The "1200" was offered in the United States in 1971 and again for the 1973 model year. The 1971 version was the first piston-powered Familia sold in the United States and arrived alongside its rotary R100 counterpart in two- and four-door forms. It was replaced by the somewhat larger 808 (Grand Familia) the next year. The 1200 model returned for 1973 as the base-model economy Mazda. The company then focused on performance for the next two years, dropping the economy car. After the gas crisis they returned to the economy sector with the Mizer in 1976, a rebadged 808.
In 1968 Mazda added a Familia Rotary model to the range, offered in both two-door coupé and four-door sedan variants.The Familia Rotary was powered by a 2 x 491 cc 10A Rotary engine and the coupé version was sold outside of Japan as the Mazda R100. Production ended in 1973.

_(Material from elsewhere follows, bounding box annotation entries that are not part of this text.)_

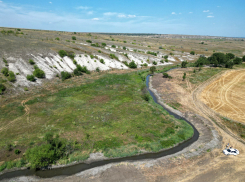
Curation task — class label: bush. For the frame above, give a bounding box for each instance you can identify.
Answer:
[100,59,105,64]
[0,83,6,94]
[110,54,119,60]
[59,50,67,58]
[150,66,156,74]
[8,71,16,82]
[1,68,9,77]
[128,61,137,69]
[14,149,21,155]
[225,53,235,59]
[61,71,71,81]
[242,56,245,62]
[147,51,157,56]
[190,51,195,55]
[26,75,36,82]
[29,59,35,65]
[181,61,188,68]
[233,57,242,64]
[33,68,45,78]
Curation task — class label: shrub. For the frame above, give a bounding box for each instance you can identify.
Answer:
[110,54,119,60]
[233,57,242,64]
[128,61,137,69]
[183,73,186,80]
[29,59,35,65]
[147,51,157,56]
[150,66,156,74]
[1,68,9,77]
[225,53,235,59]
[190,51,195,55]
[181,61,188,68]
[14,149,21,155]
[33,68,45,78]
[61,71,71,81]
[26,75,36,82]
[100,59,105,64]
[242,56,245,62]
[8,71,16,82]
[0,83,6,94]
[59,50,67,58]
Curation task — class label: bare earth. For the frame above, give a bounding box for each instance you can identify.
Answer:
[201,70,245,123]
[6,69,245,182]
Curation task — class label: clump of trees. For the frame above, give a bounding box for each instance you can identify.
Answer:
[128,61,137,69]
[194,53,245,68]
[0,83,6,95]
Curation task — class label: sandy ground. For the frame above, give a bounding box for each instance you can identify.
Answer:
[201,70,245,123]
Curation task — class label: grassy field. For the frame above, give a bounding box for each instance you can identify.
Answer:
[0,71,193,169]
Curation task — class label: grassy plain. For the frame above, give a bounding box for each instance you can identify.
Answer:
[0,68,193,169]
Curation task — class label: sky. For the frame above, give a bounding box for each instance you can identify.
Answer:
[0,0,245,37]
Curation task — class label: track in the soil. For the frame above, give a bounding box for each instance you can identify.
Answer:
[201,70,245,123]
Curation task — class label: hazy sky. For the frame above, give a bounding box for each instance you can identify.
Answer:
[0,0,245,37]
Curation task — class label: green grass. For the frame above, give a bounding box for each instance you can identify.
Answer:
[188,68,226,84]
[0,71,193,168]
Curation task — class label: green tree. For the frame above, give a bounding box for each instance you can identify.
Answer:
[1,68,9,77]
[59,50,67,58]
[190,51,195,55]
[181,61,188,68]
[33,68,45,78]
[128,61,137,69]
[183,73,186,80]
[0,83,6,95]
[26,75,36,82]
[150,66,156,74]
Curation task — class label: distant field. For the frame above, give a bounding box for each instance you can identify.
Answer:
[0,72,193,166]
[202,70,245,123]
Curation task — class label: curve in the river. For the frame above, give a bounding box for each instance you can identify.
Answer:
[0,75,199,180]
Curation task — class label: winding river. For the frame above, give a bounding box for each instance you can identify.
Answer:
[0,75,199,180]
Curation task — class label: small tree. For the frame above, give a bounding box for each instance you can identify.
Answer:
[128,61,137,69]
[190,51,195,55]
[26,75,36,82]
[29,59,35,65]
[150,66,156,74]
[59,50,67,58]
[242,56,245,62]
[181,61,188,68]
[0,83,6,95]
[183,73,186,81]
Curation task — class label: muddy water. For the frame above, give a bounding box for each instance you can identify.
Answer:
[0,75,199,180]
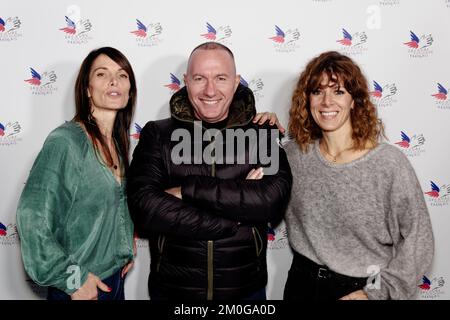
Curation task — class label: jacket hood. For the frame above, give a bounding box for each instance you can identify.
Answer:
[170,84,256,128]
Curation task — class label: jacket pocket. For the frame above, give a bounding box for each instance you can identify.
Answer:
[252,227,264,257]
[156,236,166,272]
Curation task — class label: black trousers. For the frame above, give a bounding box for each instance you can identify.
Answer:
[283,252,367,301]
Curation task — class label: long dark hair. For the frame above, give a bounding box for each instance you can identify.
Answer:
[73,47,136,172]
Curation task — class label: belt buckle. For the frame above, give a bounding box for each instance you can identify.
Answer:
[317,268,328,279]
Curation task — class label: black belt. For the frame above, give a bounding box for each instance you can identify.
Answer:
[294,251,368,288]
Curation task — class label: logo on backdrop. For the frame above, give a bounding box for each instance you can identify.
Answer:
[24,67,58,96]
[380,0,400,7]
[267,223,288,250]
[403,31,434,58]
[370,80,397,108]
[431,83,450,110]
[164,73,181,94]
[240,76,264,101]
[395,131,425,157]
[418,275,445,300]
[0,221,19,246]
[336,28,367,55]
[269,25,300,52]
[425,181,450,207]
[59,16,92,44]
[201,22,233,45]
[0,121,22,146]
[0,17,22,42]
[130,19,163,47]
[131,122,142,140]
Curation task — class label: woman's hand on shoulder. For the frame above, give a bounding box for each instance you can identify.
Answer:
[253,112,286,134]
[70,273,111,300]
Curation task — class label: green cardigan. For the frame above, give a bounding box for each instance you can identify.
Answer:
[17,122,133,294]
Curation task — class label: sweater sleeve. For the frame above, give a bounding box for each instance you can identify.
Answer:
[127,122,238,240]
[365,154,434,299]
[182,144,292,223]
[17,136,88,295]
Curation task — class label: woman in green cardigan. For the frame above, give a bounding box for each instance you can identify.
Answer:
[17,47,136,300]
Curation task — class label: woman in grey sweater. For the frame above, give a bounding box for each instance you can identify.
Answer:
[284,52,434,300]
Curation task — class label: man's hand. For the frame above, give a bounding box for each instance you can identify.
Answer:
[165,187,183,199]
[245,167,264,180]
[339,290,369,300]
[253,112,286,134]
[70,272,111,300]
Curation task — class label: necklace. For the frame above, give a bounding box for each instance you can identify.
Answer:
[322,142,353,163]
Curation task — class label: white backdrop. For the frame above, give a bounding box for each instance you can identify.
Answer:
[0,0,450,299]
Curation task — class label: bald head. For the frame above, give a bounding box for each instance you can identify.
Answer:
[187,41,236,72]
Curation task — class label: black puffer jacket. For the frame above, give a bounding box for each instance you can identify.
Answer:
[128,85,292,300]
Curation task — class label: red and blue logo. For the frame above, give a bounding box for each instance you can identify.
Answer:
[267,227,275,241]
[269,25,300,48]
[0,121,21,138]
[164,73,181,92]
[425,181,450,207]
[24,67,57,87]
[59,16,92,36]
[425,181,441,198]
[370,80,397,99]
[59,16,77,35]
[0,222,8,237]
[395,131,425,149]
[269,25,286,43]
[403,30,433,49]
[418,275,445,299]
[431,83,448,101]
[267,225,289,250]
[131,19,147,38]
[0,17,5,32]
[0,17,22,33]
[239,76,264,100]
[336,28,367,47]
[201,22,232,42]
[131,122,142,140]
[130,19,162,38]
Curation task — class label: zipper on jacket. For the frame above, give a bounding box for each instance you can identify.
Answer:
[206,240,214,300]
[156,236,166,272]
[252,227,264,257]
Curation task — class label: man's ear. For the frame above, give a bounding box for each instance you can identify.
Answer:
[234,74,241,91]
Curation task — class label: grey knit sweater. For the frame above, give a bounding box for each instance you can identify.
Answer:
[284,141,434,299]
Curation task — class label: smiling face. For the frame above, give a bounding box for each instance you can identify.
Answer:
[88,54,131,112]
[184,49,239,123]
[309,73,354,132]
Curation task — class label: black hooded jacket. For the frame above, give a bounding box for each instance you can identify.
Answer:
[127,85,292,300]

The September 1973 Familia Presto (FA3) was an updated version of the second generation Mazda Familia, with somewhat wider bodywork and reworked front and rear designs. These changes were made only to the sedans and coupé, with the van/wagon and trucks retaining the original bodywork. Developed to meet new stricter emissions standards in the domestic market, the Presto featured the 1,272 cc TC engine or the by now familiar pushrod 1 liter PB unit. Power outputs in Japan (gross) were 83 PS (61 kW) and 62 PS (46 kW) respectively. The Rotary Coupé was discontinued, having been replaced by the larger Grand Familia-based RX-3/Savanna.
Production of the second generation Familia ended in January 1977, but not before another minor facelift and emissions scrubbing had taken place in February 1976. After this change, only the larger engine was available, now with 72 PS and labelled Familia Presto 1300AP (for "Anti Pollution").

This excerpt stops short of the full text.